Жильбер сделал вид, будто хочет уйти, страстно желая при этом, чтобы его удержали. Старик, пристально глядя на него своими маленькими глазками, казалось, разгадал эти его сокровенные мысли.
– Вовсе нет, – возразил он, – ящик мой почти полон, мне осталось найти некоторые мхи. И еще мне говорили, что в этих местах попадаются великолепные папоротники.
– Постойте-ка, – перебил Жильбер, – я, кажется, видел то, что вам надо, – совсем недавно, на скале.
– Далеко отсюда?
– Нет, в полусотне шагов.
– Но откуда вы знаете, что растения, которые вы видели, – папоротник?
– Я вырос в лесу, сударь, и к тому же дочь человека, у которого я воспитывался, тоже занималась ботаникой: у нее был гербарий, где под каждым растением ее рукою было написано его название. Я часто рассматривал эти растения и надписи, и мне кажется, что те из них, которые мне были известны под названием каменного мха, там именовались папоротниками.
– Так вы чувствуете тягу к ботанике?
– Ах, сударь, когда я слышал от Николь – это горничная мадемуазель Андреа, – что ее госпожа безуспешно ищет в окрестностях Таверне какое-нибудь растение, я просил Николь, чтобы она постаралась узнать, как оно выглядит.
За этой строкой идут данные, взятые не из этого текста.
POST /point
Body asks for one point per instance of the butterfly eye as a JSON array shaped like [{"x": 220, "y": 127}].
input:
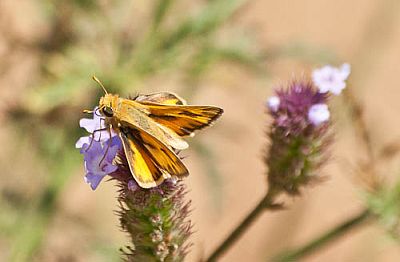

И часто, не зная, что делает это по моей просьбе, мадемуазель набрасывала его карандашом на листке бумаги. Николь тут же передавала мне рисунок. Я рыскал по полям, лугам и лесам, пока не находил нужное растение. Тогда я выкапывал его и ночью высаживал на лужайке у дома, так что утром мадемуазель Андреа, прогуливаясь, вдруг радостно вскрикивала и говорила: «Боже мой, как странно: я повсюду искала это растение, а оно, оказывается, растет здесь».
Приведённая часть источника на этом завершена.